The Dallas-based carrier’s net profit in the full year 2019 fell to $2.3 billion from $2.4 billion in 2018. In the final quarter of 2019, net profit hit $514 million, down 21% from $654 million in the same quarter a year ago. Full-year revenues rose to $22.4 billion from $21.9 billion, up 2.1%. In the fourth quarter alone, Southwest had revenue of $5.7 billion, flat from the year-ago quarter.
The airline has taken the aircraft out of its schedule until 6 June, but will likely have to extend that as more information becomes available, executives say. In order to reduce some of the fleet deficit created by the lack of the newer generation, lower-fuel burn 737 Max aircraft, the airline is planning on postponing 7 of 18 retirements of older 737-700 aircraft this year. These will fly 2 more years, chief financial officer Tammy Romo says.
“We are also monitoring the used 737 aircraft market because seat growth is not keeping up with demand and we are losing share,” Kelly says. “We plan to aggressively recapture that once the Max is ungrounded.”
Currently, Southwest is not looking to lease additional aircraft, he adds. “Everything is predicated on our assumption that this is a short-lived issue, and not something that we will have to deal with for years.”
Southwest currently has 34 Max aircraft in its fleet, all of which are in storage in Victorville, California. It had had expected to have about 75 Max in the fleet at the end of 2019, and another 38 deliveries of the aircraft in 2020. At the moment, all of these plans are on hold.

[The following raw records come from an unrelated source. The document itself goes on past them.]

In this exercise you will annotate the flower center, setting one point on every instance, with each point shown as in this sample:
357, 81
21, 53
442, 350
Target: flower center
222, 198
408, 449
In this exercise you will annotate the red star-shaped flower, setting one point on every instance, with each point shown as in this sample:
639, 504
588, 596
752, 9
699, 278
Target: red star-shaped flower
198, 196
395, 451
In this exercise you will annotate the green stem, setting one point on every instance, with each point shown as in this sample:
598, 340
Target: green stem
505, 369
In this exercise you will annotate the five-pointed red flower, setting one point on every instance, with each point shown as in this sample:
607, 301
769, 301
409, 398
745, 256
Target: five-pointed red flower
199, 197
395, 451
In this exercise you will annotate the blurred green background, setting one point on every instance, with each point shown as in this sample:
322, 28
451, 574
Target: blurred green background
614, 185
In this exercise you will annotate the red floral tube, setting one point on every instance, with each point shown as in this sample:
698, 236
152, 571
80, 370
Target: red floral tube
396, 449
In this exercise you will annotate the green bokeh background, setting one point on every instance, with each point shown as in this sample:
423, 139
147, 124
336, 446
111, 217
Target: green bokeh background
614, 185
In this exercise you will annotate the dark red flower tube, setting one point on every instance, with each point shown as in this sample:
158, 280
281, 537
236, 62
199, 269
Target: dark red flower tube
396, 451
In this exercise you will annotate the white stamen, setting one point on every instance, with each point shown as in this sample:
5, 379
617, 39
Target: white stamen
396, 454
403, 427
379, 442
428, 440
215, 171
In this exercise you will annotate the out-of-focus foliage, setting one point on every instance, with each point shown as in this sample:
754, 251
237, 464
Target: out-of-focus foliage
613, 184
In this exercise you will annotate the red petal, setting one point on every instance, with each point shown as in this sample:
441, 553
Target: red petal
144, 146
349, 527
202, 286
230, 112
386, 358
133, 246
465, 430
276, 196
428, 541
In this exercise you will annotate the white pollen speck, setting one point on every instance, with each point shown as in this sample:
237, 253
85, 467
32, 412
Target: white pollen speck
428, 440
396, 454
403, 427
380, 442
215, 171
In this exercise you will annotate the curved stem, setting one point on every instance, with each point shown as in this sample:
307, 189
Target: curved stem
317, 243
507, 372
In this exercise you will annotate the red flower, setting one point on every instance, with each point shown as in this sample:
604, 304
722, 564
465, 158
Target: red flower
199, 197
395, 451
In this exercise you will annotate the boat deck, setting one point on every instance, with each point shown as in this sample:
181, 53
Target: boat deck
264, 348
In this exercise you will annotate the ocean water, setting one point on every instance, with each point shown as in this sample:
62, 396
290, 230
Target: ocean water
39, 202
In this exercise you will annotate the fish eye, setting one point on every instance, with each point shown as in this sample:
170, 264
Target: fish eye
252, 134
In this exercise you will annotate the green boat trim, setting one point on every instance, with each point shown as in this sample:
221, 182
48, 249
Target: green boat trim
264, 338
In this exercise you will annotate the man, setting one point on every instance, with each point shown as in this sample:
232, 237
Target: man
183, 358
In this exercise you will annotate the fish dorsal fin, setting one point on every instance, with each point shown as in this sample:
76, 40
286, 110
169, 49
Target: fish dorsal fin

The airline has settled with Boeing for an undisclosed amount for the 2019 losses, but hopes to come to another agreement for 2020. Kelly says he is “pleased” with the confidential compensation agreement Southwest and Boeing have signed for last year’s losses, and the airline is continuing discussions with the plane-maker.
“There were years when we had a dozen problems to solve. Right now we have one problem, and it’s a serious one,” Kelly says. “Dogpaddling for a year has cost us customers. It’s not anything we can mitigate until we get airplanes and can grow again. Do I think we’ve been harmed? Absolutely. Everyone knows we will seek further compensation from Boeing,” he adds.
Chief operations officer Mike Van de Ven says that the airline’s 34 stored Max will have to go through some maintenance work before they are once again ready to go into revenue service. 27 further aircraft have been built and are being stored at Boeing facilities.